À l'extérieur des murs, les fouilles récentes ont mis en évidence une cadastration établie dès la fin du VIe siècle av. J.-C., ainsi que l'exploitation de carrières d'argile que l'on trouvait abondamment dans le substrat géologique (site de l'Alcazar) ; par la suite se développe au même emplacement une culture de la vigne et probablement d'autres plantations[21]. Les nécropoles nous sont connues soit par des découvertes anciennes soit par la fouille, en 1990, du parc Sainte-Barbe[22]. Ainsi se dessine un paysage suburbain varié, où le domaine des morts alternait avec celui des vivants.

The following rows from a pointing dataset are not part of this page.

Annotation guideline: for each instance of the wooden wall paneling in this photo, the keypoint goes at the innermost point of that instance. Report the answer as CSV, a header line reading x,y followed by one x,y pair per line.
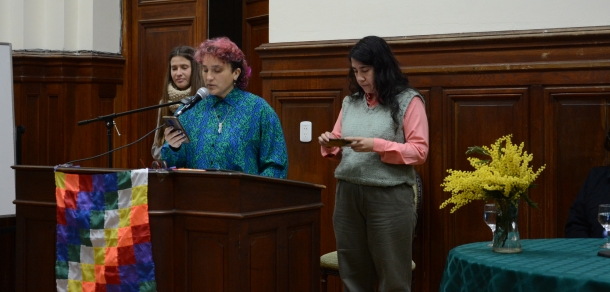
x,y
321,108
481,86
301,239
207,242
255,33
53,91
577,124
434,221
7,252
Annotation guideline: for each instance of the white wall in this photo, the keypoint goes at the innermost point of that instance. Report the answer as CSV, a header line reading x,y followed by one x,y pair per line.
x,y
62,25
297,20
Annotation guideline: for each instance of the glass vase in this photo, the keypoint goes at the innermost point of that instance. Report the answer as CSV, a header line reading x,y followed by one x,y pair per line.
x,y
506,236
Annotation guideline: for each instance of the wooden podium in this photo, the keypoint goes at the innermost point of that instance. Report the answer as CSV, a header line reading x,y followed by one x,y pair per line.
x,y
210,231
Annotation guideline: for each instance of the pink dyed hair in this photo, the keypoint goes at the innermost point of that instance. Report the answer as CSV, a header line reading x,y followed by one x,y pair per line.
x,y
226,50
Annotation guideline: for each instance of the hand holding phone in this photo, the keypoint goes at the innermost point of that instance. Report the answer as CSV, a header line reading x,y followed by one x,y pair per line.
x,y
171,121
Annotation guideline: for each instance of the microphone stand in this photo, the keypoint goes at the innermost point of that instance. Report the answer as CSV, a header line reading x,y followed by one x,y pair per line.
x,y
109,119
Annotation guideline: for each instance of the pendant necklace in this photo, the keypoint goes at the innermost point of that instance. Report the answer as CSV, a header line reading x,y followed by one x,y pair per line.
x,y
223,120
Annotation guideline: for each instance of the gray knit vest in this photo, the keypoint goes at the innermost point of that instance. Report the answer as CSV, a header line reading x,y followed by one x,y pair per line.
x,y
366,168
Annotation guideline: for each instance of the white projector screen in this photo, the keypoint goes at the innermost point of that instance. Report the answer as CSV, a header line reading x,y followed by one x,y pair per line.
x,y
7,132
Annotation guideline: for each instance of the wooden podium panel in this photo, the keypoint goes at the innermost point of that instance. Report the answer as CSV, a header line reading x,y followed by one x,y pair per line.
x,y
210,231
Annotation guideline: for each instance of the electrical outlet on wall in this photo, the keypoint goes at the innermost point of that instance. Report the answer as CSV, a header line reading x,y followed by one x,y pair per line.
x,y
305,131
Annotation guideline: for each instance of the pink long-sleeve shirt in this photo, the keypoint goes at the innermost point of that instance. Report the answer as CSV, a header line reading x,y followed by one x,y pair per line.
x,y
413,152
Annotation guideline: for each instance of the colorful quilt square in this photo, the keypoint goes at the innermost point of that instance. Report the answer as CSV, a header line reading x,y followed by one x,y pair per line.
x,y
62,234
140,233
97,237
98,183
100,287
143,252
84,201
74,253
99,255
74,285
87,255
126,255
125,199
85,183
124,180
73,235
111,236
71,182
99,274
60,179
130,287
71,217
139,215
74,271
70,199
88,287
88,272
111,219
139,195
111,256
61,252
111,274
97,219
85,237
60,195
61,270
62,285
150,286
60,215
83,219
111,200
98,200
101,247
146,271
125,238
129,274
111,182
124,217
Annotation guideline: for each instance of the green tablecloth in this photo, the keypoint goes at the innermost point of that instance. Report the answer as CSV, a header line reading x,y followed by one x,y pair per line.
x,y
557,264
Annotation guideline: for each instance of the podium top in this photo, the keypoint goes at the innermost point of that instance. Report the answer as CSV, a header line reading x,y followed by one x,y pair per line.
x,y
182,172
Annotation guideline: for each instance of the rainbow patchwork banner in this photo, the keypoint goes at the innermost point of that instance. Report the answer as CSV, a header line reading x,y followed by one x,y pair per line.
x,y
103,233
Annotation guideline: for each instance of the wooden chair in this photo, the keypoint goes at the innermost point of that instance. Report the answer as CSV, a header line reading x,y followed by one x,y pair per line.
x,y
329,264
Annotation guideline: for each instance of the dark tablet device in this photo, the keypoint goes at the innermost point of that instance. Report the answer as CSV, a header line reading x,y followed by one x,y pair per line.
x,y
338,142
172,121
604,253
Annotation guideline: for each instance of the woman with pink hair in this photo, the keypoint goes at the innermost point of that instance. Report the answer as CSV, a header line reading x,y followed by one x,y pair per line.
x,y
231,129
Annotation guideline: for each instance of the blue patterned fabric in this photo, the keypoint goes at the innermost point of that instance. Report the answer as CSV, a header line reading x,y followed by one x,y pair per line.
x,y
557,264
251,139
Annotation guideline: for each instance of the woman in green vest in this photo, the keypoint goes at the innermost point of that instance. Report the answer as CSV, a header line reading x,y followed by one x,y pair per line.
x,y
384,123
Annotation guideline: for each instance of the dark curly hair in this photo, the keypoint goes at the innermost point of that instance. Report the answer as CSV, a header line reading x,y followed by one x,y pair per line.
x,y
389,80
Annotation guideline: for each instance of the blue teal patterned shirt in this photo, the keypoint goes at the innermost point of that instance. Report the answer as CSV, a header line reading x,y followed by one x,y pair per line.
x,y
251,139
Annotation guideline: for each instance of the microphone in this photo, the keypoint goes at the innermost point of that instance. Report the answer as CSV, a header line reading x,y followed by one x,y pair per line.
x,y
201,93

Colonie grecque rayonnante, Marseille fut le point de départ de la diffusion de l'écriture chez les peuples gaulois, qui ont appris à transcrire leur propre langue en caractères grecs. C'est aussi probablement par la cité phocéenne que furent introduits en Gaule les premiers vignobles[23].

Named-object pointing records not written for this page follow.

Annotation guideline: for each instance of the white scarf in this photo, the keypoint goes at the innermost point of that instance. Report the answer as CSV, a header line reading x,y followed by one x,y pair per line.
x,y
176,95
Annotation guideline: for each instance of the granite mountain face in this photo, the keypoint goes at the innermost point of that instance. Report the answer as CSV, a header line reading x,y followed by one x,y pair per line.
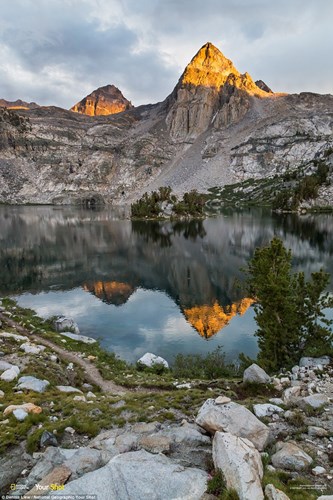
x,y
217,127
106,100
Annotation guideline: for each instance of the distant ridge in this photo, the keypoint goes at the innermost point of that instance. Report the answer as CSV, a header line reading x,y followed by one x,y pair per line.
x,y
18,104
107,100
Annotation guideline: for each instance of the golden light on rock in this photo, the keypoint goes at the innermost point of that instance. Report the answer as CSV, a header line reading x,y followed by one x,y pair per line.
x,y
112,292
208,320
210,68
106,100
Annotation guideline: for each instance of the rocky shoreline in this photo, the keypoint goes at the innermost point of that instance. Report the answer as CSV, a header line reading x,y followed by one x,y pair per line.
x,y
62,432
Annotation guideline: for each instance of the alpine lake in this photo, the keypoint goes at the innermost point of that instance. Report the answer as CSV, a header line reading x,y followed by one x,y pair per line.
x,y
164,287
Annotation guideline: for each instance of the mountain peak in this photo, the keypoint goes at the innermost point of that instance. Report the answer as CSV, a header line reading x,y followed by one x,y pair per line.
x,y
107,100
208,68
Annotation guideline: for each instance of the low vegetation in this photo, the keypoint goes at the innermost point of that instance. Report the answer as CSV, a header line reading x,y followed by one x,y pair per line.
x,y
286,191
303,189
163,203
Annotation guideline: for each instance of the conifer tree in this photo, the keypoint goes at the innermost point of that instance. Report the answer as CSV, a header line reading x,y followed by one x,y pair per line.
x,y
289,310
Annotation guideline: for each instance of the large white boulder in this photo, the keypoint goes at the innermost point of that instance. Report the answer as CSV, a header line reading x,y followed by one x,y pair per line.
x,y
151,360
233,418
10,374
314,362
139,475
240,463
289,456
266,410
32,384
255,374
63,324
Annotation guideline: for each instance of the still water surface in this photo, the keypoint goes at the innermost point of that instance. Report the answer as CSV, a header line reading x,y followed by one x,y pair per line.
x,y
163,287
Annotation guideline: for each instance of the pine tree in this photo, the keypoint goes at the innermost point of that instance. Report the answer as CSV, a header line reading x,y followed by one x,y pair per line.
x,y
289,310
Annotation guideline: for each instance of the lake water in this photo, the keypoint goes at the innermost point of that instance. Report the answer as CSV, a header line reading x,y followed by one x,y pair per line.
x,y
163,287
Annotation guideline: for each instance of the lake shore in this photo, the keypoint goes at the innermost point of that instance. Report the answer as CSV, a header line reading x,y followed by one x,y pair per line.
x,y
146,411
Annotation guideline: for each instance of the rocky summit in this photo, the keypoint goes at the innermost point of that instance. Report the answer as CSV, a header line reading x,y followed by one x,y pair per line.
x,y
218,127
106,100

Marseille, comme le retracent les découvertes, connaît une forte croissance et devient une cité prospère, vivant des relations commerciales fortes avec la Grèce, l'Asie Mineure puis Rome. La ville jalouse de son indépendance s'administre librement. La constitution marseillaise se référait à celles des cités ioniennes. La ville était gouvernée par un directoire de 15 « premiers » choisis parmi 600 sénateurs (Strabon, IV, 1,5). Trois d’entre eux avaient la prééminence et l’essentiel du pouvoir exécutif.

Marseille, ville romaine [modifier]

Au cours du deuxième siècle avant notre ère, Marseille se retrouve confrontée à la puissance grandissante de ses voisins gaulois, en particulier des Salyens. Pour faire face à leur menace, la cité phocéenne fait appel à son allié romain qui est devenue la grande puissance méditerranéenne. Cliente de Pompée et de Jules César, elle refuse de prendre parti entre les deux en -49, tout en accueillant les émissaires de Pompée. Assiégée par trois légions pendant deux mois par César puis par son légat Gaius Trebonius, elle est enfin prise (Bellum Civile, livre I, 34-36, etc.). Elle est privée ensuite de ses colonies[24] et doit se soumettre à Rome. Les Romains la rattachent à la province Narbonnaise.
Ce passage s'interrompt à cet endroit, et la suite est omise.